Tampoco es distinto el vínculo que puede establecerse entre el identitarismo regresivo y el cosmopolitismo antiidentitario. El primero aspira a negar la identidad del otro, y por tanto la diferencia, mediante la imposición universal de la propia. El segundo coincide con la malvada universalización de una identidad que en realidad no es tal, pues no admite la diferencia y, por tanto, como Remus, no respeta la frontera que, al separarse del otro, define lo propio. El identitarismo regresivo se cumple en el cosmopolitismo antiidentitario que lo presupone y tiene en común con aquél la negación del derecho a la diferencia, suprimida en nombre del propio imperialismo de la particularidad.
Y éste, como sabemos, es otro nombre de la ideología, que es la «voluntad abstracta de lo universal» y el triunfo concreto de lo particular. Pero lo universal, en su sentido auténtico, nunca es lo que se impone como universal, sino lo que existe como universal concreto, que no anula las particularidades, sino que se realiza en ellas y por ellas. Esto nos permite afirmar, una vez más, que la identidad sólo puede existir en presencia de la diferencia y que, en consecuencia, se da por definición, declinada en plural, como nexo entre distintas identidades.
La tarea de la cultura, que sin duda es también y no secundariamente la de educar para la identidad, sólo puede decirse que se logra con éxito cuando produce respeto por la diferencia y por la consiguiente conexión que se genera entre diferencia e identidad. Nada, en definitiva, se aleja más sideralmente ni del mezquino identitarismo tribal, que niega al otro en nombre de sí mismo, ni del «vacío final» del cosmopolitismo antiidentitario, el cual vende la fantasía de fomentar el diálogo entre los diferentes negando su identidad y, por tanto, la premisa misma de todo diálogo.

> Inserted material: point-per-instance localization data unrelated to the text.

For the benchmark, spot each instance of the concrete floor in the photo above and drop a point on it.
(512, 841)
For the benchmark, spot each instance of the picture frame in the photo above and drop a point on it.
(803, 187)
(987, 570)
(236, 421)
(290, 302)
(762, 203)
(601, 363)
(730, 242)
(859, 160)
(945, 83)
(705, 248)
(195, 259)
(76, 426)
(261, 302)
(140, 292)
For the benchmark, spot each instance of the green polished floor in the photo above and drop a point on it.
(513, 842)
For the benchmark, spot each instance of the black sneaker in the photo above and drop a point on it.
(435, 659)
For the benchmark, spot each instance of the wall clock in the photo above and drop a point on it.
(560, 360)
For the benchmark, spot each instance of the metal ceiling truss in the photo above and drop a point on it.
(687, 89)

La cultura es, en sentido propio, educar para la identidad
La cultura es, en sentido propio, educar para la identidad y, por tanto, para la autoconciencia, entendiendo que esto sólo es posible si al mismo tiempo se educa para el reconocimiento de la diferencia.
Esta última no debe interpretarse ni como una supervivencia no deseada del extraño, que debe hacerse idéntico y neutralizarse, ni como una realidad extraña, con la que es imposible a priori cualquier confrontación. La diferencia exige, al contrario, ser pensada a la manera de Sinoza, como uno de los distintos atributos de la sustancia única, diferenciada en sí misma —un atributo que, por tanto, no debe ser negado en nombre de la identidad indiferenciada, sino valorado en su ser como manifestación distinta de la sustancia misma—. De ahí la necesidad de una educación en la polifonía y la diferencia, que sólo pueden reconocerse y apreciarse si se posee la propia identidad.
En antítesis a las perspectivas del identitarismo regresivo y del cosmopolitismo antiidentitario, la humanidad existe como colectividad única; si se quiere, también como Unidad articulada y como Totalidad diferenciada, como pluralidad de identidades y diferencias, en la que la unidad del género humano se expresa de múltiples formas. Amar verdaderamente a la humanidad significa, pues, amar las diferencias y las identidades que la componen, sobre todo el amor a la propia identidad cultural, al propio pueblo, a la propia lengua, al propio territorio. Significa respetar la frontera como símbolo de identidad y justa medida, y por tanto como barrera contra la invasión, contra la desidentificación y contra lo ilimitado.